TRR experiments exploiting stimulated Raman scattering are now very well‐established in the toolbox of ultrafast spectroscopies. They are powerful tools capable of following the ultrafast dynamics of photoexcited systems by revealing structurally precise details of the undergoing events through the changes of their vibrational mode pattern. The interpretation of time‐resolved vibrational data follows basically the same principles as ordinary steady state vibrational spectroscopy, where characteristic fingerprint vibrations are highly structure‐specific and, in some frequency regions, can be traced back to specific chemical moieties. The main difference with a steady state Raman experiment is that the vibrational properties change as a result of the electronic redistribution induced by photoexcitation, and of subsequent system dynamics. For example, molecular internal conversion can be pinpointed unambiguously through the appearance and disappearance of the unique fingerprint vibration patterns associated to each of the involved states [66]. On these grounds, TRR methods have been extensively used to interrogate ultrafast photochemical processes such as charge transfer, proton transfer, isomerization, or internal conversion, as demonstrated by many examples in the literature of the last two decades [50, 53, 66, 67].

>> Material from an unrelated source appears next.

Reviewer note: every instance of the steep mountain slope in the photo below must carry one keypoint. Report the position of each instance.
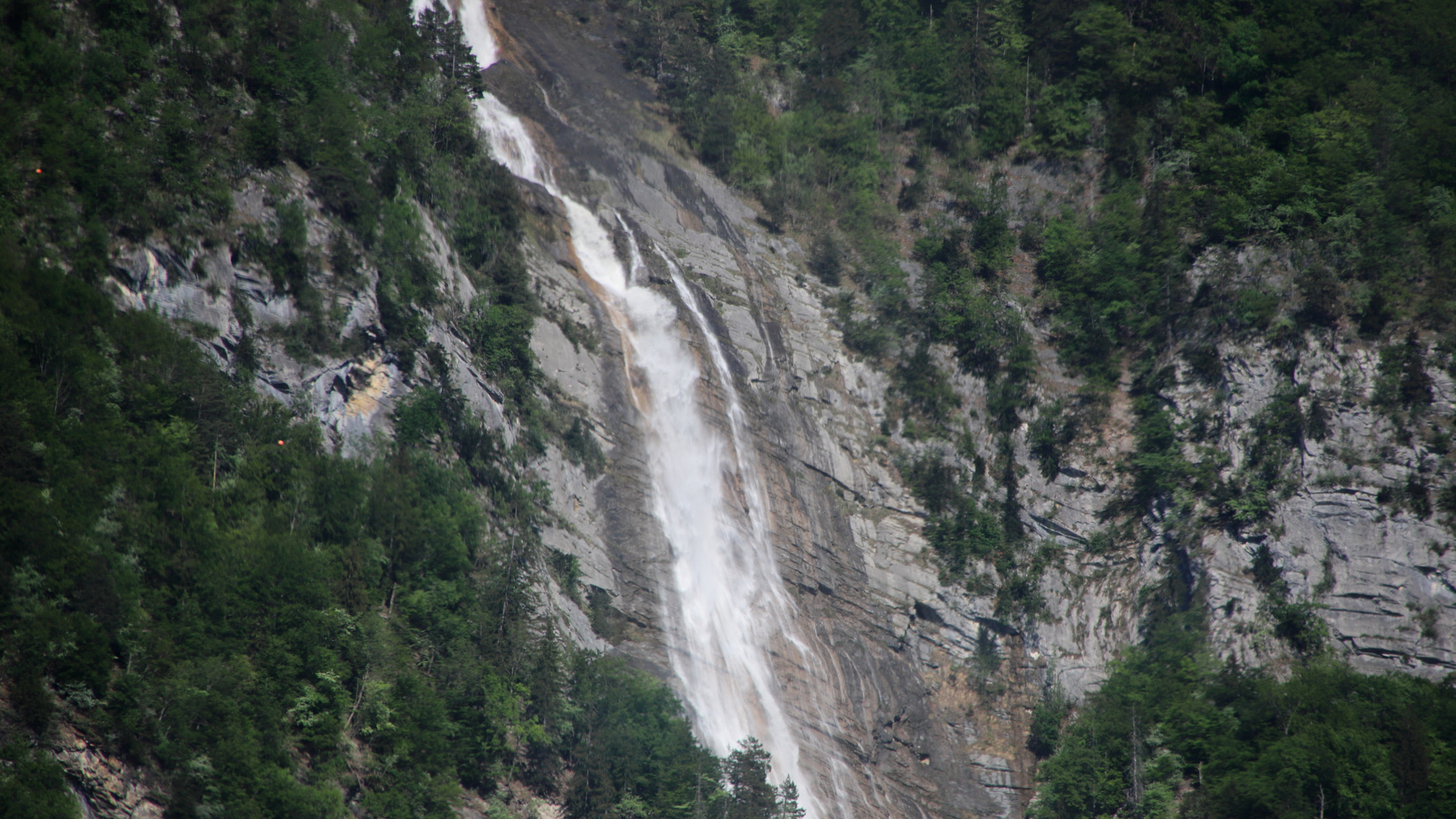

Transition metal complexes, such as metal–polypyridine complexes, are very interesting for several photochemical and solar energy harvesting applications, such as dye‐sensitized solar cells (DSSCs). The excited state dynamics of these molecules display several phenomena which make them a particularly interesting topic in the “ultrafast” community. One of the typical electronic absorption bands of many metal complexes, named metal‐to‐ligand charge transfer (MLCT), involves an optical charge transfer from the metal to the ligands around it. Excitation within MLCT electronic transitions is the first step toward electron injection in DSSCs, and gives rise to peculiar dynamical behavior which can only be addressed by ultrafast spectroscopic techniques.